Numerical study of spin-dependent transition rates within pairs of dipolar and strongly exchange coupled spins with (s=1/2) during magnetic resonant excitation

TL;DR

This study numerically investigates how dipolar and exchange interactions affect spin-dependent transition rates during magnetic resonance in coupled spin pairs, revealing how these interactions can be distinguished experimentally.

Contribution

It introduces a superoperator Liouville-space formalism to analyze spin-dependent transport and recombination rates influenced by dipolar and exchange couplings during magnetic resonance.

Findings

Multiple nutation frequency components observed at sqrt{2} gamma B_1 when dipolar coupling dominates.

Exchange coupling mainly affects low-frequency nutation components, not the main sqrt{2} gamma B_1 component.

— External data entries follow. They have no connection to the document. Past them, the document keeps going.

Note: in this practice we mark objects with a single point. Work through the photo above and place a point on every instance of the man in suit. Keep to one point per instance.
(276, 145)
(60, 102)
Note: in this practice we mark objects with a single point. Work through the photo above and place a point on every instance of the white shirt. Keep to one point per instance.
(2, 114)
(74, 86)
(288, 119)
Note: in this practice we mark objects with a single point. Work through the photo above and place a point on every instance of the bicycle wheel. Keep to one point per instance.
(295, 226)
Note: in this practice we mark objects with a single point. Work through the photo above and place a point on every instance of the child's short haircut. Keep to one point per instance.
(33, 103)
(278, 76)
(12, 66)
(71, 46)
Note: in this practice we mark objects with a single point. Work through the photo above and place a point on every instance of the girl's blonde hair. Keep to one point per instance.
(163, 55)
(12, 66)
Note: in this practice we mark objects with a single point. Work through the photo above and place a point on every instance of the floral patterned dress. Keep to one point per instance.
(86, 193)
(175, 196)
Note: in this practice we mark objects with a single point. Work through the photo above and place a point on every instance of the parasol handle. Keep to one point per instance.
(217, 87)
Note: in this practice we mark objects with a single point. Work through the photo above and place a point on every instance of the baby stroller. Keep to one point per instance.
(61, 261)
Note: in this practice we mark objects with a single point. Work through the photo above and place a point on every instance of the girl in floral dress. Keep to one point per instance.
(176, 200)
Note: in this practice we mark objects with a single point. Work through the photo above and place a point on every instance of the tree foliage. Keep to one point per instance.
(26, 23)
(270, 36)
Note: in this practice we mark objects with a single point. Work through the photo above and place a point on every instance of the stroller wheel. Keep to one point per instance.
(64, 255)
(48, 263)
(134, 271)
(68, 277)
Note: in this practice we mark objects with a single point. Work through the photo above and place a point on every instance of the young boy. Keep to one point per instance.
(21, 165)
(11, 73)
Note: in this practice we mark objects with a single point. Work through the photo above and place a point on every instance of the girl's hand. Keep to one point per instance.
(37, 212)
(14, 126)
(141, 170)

pEDMR and pODMR can differentiate exchange and dipolar interaction strengths experimentally.

Abstract

The effect of dipolar and exchange interactions within pairs of paramagnetic electronic states on Pauli-blockade-controlled spin-dependent transport and recombination rates during magnetic resonant spin excitation is studied numerically using the superoperator Liouville-space formalism. The simulations reveal that spin-Rabi nutation induced by magnetic resonance can control transition rates which can be observed experimentally by pulsed electrically (pEDMR) and pulsed optically (pODMR) detected magnetic resonance spectroscopies. When the dipolar coupling exceeds the difference of the pair partners' Zeeman energies, several nutation frequency components can be observed, the most pronounced at sqrt{2} gamma B_1 (gamma is the gyromagnetic ratio, B_1 is the excitation field). Exchange coupling does not significantly affect this nutation component; however, it does strongly influence a low-frequency component < gamma B_1. Thus, pEDMR/pODMR allow the simultaneous identification of exchange and dipolar interaction strengths.